AUTHOR=Okamura Takuro , Hashimoto Yoshitaka , Mori Jun , Yamaguchi Mihoko , Majima Saori , Senmaru Takafumi , Ushigome Emi , Nakanishi Naoko , Asano Mai , Yamazaki Masahiro , Takakuwa Hiroshi , Satoh Takashi , Akira Shizuo , Hamaguchi Masahide , Fukui Michiaki TITLE=ILC2s Improve Glucose Metabolism Through the Control of Saturated Fatty Acid Absorption Within Visceral Fat JOURNAL=Frontiers in Immunology VOLUME=12 YEAR=2021 URL=https://www.frontiersin.org/journals/immunology/articles/10.3389/fimmu.2021.669629 DOI=10.3389/fimmu.2021.669629 ISSN=1664-3224 ABSTRACT=Background and aims

Group 2 innate lymphoid cells (ILC2s) have been implicated in the regulation of metabolic homeostasis in mice.

Methods

In this study, the role of ILC2s in white adipose tissue (WAT) was investigated using ST2, an IL-33 receptor that is expressed on ILC2 knockout mice.

Results

The deficiency of ST2 decreased ILC2s in WAT, whereas ex-ILC2, which acquired group 1 innate lymphoid cell (ILC1)-like traits, was increased. This led to significant metabolic disorders such as visceral fat obesity, decreased browning in WAT, reduction of energy metabolism, and impaired glucose tolerance, compared to wild type (WT) mice. Those metabolic abnormalities of ST2-knockout (ST2KO) mice were not ameliorated by IL-33 administration, but impaired glucose tolerance and visceral fat obesity were significantly improved by transplantation of ILCs from the bone marrow of WT mice. The relative expression of Cd36 in WAT increased due to the deficiency of ST2, and the storage of saturated fatty acids in WAT of ST2KO mice was significantly higher than that of WT mice.
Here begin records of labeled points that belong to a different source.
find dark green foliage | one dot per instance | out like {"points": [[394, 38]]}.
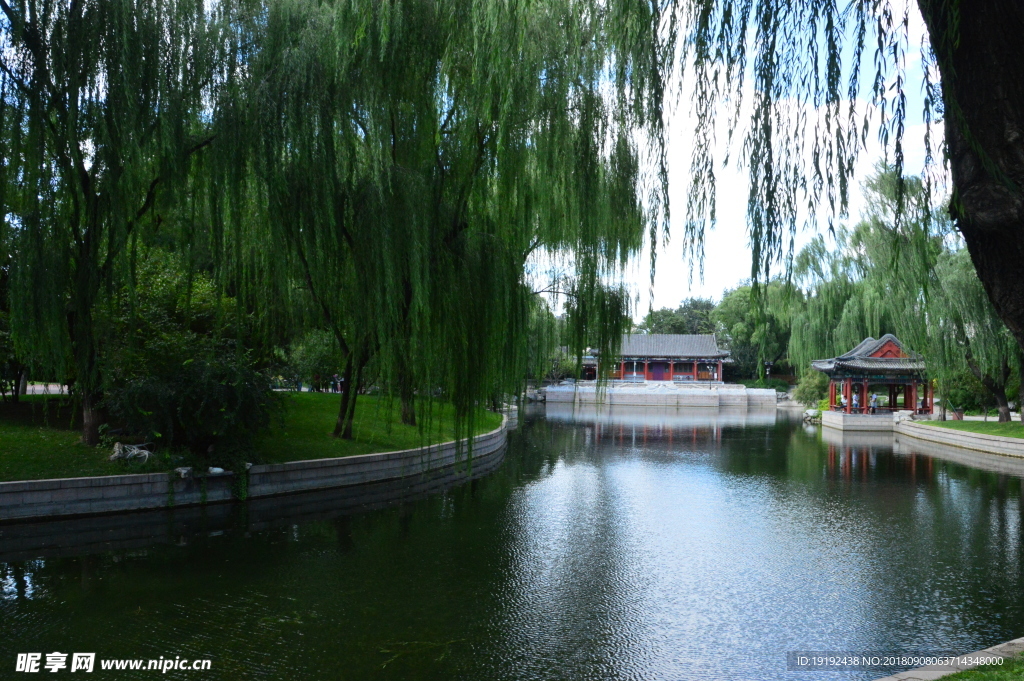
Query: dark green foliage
{"points": [[314, 358], [100, 111], [813, 387], [174, 369], [754, 332], [183, 391], [912, 279], [692, 316]]}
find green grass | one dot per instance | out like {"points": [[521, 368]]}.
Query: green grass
{"points": [[309, 418], [1010, 670], [39, 440], [1012, 429]]}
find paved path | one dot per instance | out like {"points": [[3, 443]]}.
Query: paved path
{"points": [[1008, 649]]}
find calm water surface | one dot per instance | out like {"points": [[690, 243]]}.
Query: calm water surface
{"points": [[627, 545]]}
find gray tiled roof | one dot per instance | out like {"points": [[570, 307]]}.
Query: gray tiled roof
{"points": [[860, 359], [672, 345]]}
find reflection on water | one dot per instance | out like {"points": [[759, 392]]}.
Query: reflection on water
{"points": [[649, 544]]}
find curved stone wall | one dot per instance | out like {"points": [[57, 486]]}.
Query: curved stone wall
{"points": [[110, 494]]}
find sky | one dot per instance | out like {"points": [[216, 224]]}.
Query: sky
{"points": [[727, 254]]}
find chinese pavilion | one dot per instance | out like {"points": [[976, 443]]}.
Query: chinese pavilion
{"points": [[872, 367], [678, 357]]}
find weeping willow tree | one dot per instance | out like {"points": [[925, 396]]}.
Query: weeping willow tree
{"points": [[914, 281], [408, 161], [797, 84], [100, 119]]}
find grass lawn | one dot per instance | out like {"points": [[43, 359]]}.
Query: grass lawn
{"points": [[309, 419], [38, 439], [1010, 670], [1012, 429]]}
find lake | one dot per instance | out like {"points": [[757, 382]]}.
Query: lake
{"points": [[622, 544]]}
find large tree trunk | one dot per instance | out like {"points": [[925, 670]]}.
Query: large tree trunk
{"points": [[408, 401], [86, 365], [982, 71], [1020, 384], [994, 386], [348, 394]]}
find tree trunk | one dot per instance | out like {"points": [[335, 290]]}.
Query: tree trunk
{"points": [[983, 89], [408, 402], [1004, 406], [1020, 384], [91, 419], [350, 417], [347, 395], [996, 390]]}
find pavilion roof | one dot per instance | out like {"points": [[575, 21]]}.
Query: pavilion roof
{"points": [[688, 346], [883, 355]]}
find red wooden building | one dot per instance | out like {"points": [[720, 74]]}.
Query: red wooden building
{"points": [[878, 367], [678, 357]]}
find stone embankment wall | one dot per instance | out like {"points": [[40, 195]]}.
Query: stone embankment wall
{"points": [[664, 394], [1008, 447], [80, 496]]}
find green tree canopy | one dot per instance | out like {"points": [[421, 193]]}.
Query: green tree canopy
{"points": [[692, 316]]}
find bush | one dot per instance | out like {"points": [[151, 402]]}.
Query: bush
{"points": [[773, 383], [176, 392], [813, 386], [173, 370]]}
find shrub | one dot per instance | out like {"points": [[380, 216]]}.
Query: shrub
{"points": [[813, 386], [183, 390]]}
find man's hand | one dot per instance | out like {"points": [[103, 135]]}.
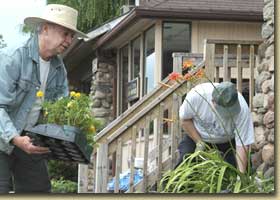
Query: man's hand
{"points": [[200, 146], [25, 143]]}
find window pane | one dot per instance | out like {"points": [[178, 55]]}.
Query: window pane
{"points": [[135, 58], [176, 38], [149, 59], [124, 77]]}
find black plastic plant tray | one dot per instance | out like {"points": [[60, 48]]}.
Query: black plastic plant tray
{"points": [[67, 143]]}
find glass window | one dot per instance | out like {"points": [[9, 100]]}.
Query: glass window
{"points": [[149, 54], [124, 78], [135, 68], [176, 38]]}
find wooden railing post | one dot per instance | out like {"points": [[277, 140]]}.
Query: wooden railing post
{"points": [[252, 77], [159, 141], [102, 169], [177, 63], [118, 166], [146, 151], [174, 129], [239, 68], [226, 76], [132, 159], [209, 58]]}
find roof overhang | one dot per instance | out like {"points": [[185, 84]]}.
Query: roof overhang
{"points": [[143, 15]]}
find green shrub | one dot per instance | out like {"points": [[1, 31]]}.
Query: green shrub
{"points": [[207, 172], [66, 170]]}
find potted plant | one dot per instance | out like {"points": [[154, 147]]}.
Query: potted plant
{"points": [[67, 127]]}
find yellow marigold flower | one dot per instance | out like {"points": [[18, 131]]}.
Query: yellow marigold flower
{"points": [[77, 95], [72, 93], [46, 114], [187, 64], [92, 128], [39, 94], [70, 104]]}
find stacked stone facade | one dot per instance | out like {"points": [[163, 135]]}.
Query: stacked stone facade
{"points": [[102, 108], [263, 102]]}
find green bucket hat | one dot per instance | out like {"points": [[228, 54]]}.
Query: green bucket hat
{"points": [[225, 96]]}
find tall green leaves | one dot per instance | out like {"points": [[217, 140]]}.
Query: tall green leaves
{"points": [[92, 13], [207, 172], [2, 42]]}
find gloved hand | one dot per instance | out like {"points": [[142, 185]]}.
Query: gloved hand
{"points": [[200, 146]]}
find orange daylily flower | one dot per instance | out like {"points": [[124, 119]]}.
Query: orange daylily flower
{"points": [[187, 76], [174, 76], [200, 73], [187, 64], [40, 94]]}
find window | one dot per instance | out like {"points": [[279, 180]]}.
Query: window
{"points": [[124, 78], [135, 68], [176, 38], [149, 54]]}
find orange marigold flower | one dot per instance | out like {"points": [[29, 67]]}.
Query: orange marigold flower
{"points": [[174, 76], [187, 64]]}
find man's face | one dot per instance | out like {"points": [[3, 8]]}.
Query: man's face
{"points": [[57, 38]]}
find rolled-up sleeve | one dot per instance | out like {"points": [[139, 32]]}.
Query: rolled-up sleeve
{"points": [[9, 73]]}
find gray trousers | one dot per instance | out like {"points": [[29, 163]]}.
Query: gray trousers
{"points": [[23, 173]]}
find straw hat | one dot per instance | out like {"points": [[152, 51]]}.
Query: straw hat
{"points": [[58, 14]]}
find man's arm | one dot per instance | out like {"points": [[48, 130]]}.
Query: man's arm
{"points": [[190, 129], [241, 157]]}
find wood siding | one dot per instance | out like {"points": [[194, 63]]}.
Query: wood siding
{"points": [[218, 30]]}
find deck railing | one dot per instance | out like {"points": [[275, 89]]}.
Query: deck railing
{"points": [[150, 129]]}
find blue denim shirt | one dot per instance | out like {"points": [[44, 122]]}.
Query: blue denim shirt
{"points": [[19, 83]]}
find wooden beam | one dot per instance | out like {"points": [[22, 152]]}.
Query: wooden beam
{"points": [[228, 42]]}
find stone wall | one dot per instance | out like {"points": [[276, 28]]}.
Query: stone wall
{"points": [[263, 102], [102, 108]]}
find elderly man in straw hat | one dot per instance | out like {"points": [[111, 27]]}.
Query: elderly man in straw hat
{"points": [[216, 114], [34, 67]]}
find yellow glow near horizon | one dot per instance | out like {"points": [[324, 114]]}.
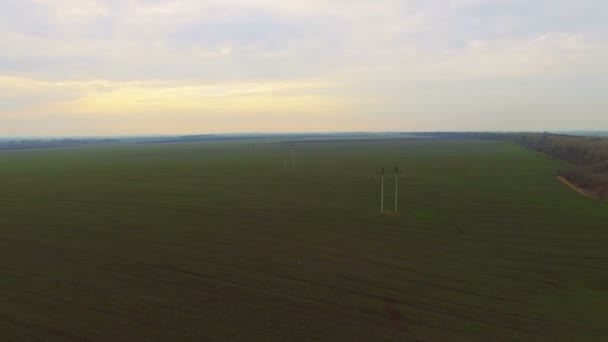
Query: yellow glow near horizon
{"points": [[108, 97]]}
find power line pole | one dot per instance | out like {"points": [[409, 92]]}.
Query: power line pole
{"points": [[381, 189], [293, 154], [396, 186], [383, 172]]}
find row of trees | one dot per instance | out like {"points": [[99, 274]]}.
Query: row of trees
{"points": [[588, 155]]}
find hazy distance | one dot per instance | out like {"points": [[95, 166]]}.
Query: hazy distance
{"points": [[187, 67]]}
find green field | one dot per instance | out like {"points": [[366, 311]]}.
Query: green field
{"points": [[217, 241]]}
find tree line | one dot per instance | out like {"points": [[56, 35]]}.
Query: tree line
{"points": [[587, 155]]}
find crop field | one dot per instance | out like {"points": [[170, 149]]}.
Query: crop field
{"points": [[218, 241]]}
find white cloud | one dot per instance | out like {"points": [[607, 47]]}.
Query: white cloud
{"points": [[370, 52]]}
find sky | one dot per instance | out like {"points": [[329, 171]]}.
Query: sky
{"points": [[139, 67]]}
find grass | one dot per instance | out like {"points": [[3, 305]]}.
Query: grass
{"points": [[216, 241]]}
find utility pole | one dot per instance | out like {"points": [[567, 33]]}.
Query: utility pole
{"points": [[382, 172], [293, 154], [381, 189], [396, 186]]}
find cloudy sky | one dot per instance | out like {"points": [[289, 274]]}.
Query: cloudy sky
{"points": [[127, 67]]}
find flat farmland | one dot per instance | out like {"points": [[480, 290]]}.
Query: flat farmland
{"points": [[218, 241]]}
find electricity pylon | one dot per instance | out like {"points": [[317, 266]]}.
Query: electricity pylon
{"points": [[293, 154], [383, 172]]}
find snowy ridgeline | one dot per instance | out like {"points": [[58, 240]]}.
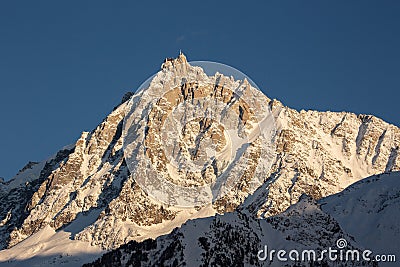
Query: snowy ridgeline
{"points": [[85, 196], [235, 238]]}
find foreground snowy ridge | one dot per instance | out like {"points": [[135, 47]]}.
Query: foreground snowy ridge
{"points": [[85, 194], [234, 239]]}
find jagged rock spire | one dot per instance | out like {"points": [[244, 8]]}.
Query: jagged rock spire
{"points": [[173, 62]]}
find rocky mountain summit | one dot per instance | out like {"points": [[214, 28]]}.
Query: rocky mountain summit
{"points": [[87, 190]]}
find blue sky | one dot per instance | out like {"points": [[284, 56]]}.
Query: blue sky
{"points": [[65, 65]]}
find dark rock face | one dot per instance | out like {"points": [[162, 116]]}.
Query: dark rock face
{"points": [[16, 204]]}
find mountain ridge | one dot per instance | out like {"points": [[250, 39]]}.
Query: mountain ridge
{"points": [[318, 153]]}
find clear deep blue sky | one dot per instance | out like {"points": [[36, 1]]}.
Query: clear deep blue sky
{"points": [[65, 64]]}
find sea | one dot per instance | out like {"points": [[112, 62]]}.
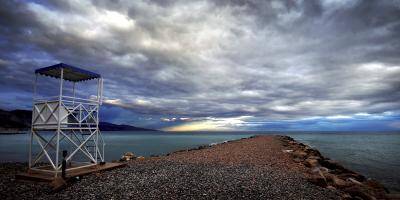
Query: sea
{"points": [[374, 154]]}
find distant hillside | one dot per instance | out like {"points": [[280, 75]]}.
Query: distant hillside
{"points": [[15, 120], [20, 120], [105, 126]]}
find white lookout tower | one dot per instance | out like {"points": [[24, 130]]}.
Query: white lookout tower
{"points": [[66, 128]]}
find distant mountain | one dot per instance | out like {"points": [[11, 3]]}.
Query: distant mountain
{"points": [[20, 120], [15, 120], [105, 126]]}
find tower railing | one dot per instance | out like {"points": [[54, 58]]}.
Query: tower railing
{"points": [[64, 122]]}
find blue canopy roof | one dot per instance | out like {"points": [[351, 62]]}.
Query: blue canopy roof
{"points": [[71, 73]]}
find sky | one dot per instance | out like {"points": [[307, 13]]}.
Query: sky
{"points": [[323, 65]]}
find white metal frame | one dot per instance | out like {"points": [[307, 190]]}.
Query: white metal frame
{"points": [[72, 120]]}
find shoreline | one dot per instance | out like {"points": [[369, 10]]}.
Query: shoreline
{"points": [[281, 159]]}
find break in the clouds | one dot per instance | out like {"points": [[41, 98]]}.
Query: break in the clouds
{"points": [[220, 65]]}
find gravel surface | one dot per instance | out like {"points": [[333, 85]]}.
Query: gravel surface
{"points": [[225, 171]]}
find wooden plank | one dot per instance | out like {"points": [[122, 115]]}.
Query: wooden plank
{"points": [[46, 177]]}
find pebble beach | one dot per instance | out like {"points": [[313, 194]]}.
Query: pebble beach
{"points": [[261, 167]]}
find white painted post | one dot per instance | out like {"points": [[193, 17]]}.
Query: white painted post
{"points": [[31, 135], [59, 120], [73, 91]]}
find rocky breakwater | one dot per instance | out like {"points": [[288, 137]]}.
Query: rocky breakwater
{"points": [[330, 174]]}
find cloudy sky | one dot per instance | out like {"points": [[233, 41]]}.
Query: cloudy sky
{"points": [[216, 65]]}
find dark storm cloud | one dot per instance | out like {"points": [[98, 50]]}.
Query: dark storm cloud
{"points": [[268, 59]]}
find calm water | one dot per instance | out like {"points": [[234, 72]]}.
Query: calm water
{"points": [[375, 155]]}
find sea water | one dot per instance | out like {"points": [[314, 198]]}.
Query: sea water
{"points": [[375, 155]]}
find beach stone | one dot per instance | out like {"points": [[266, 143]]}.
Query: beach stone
{"points": [[130, 154], [299, 154], [127, 156], [140, 158], [297, 160], [338, 182], [311, 162], [318, 180], [360, 192], [354, 181], [58, 183]]}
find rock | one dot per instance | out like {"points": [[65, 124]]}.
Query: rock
{"points": [[127, 156], [314, 157], [140, 158], [355, 176], [352, 180], [331, 164], [130, 154], [338, 182], [318, 180], [311, 162], [360, 192], [58, 184], [297, 160], [299, 154], [331, 187]]}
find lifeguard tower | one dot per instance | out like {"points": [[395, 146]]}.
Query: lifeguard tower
{"points": [[65, 124]]}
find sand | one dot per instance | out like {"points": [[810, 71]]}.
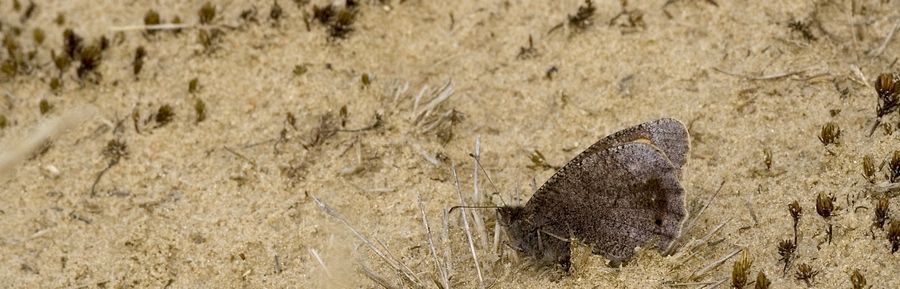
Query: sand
{"points": [[229, 201]]}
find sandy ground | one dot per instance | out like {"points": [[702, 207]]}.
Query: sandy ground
{"points": [[229, 202]]}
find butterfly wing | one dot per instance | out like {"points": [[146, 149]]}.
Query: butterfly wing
{"points": [[667, 134], [614, 200]]}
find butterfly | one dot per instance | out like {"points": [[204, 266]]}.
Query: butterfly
{"points": [[621, 192]]}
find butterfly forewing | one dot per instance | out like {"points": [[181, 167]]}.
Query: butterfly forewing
{"points": [[667, 134], [615, 198]]}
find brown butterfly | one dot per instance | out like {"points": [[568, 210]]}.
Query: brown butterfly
{"points": [[620, 193]]}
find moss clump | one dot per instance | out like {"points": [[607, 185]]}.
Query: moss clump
{"points": [[207, 13]]}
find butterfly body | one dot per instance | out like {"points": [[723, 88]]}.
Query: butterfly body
{"points": [[620, 193]]}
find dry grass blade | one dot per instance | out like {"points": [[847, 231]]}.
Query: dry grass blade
{"points": [[405, 271], [375, 277], [318, 258], [441, 95], [887, 39], [445, 235], [438, 264], [428, 157], [714, 265], [476, 199], [12, 156], [465, 218], [165, 26], [689, 224]]}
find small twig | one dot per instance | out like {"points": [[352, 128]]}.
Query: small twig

Moreover, saturated fatty acids aggravated the chronic inflammation in adipocytes, promoted the differentiation of M1-like macrophages, and inhibited that of M2-like macrophages.

Conclusions

Our results indicated that ILC2 regulates diet-induced obesity and chronic inflammation through the regulation of saturated fatty acid absorption in visceral adipose tissue.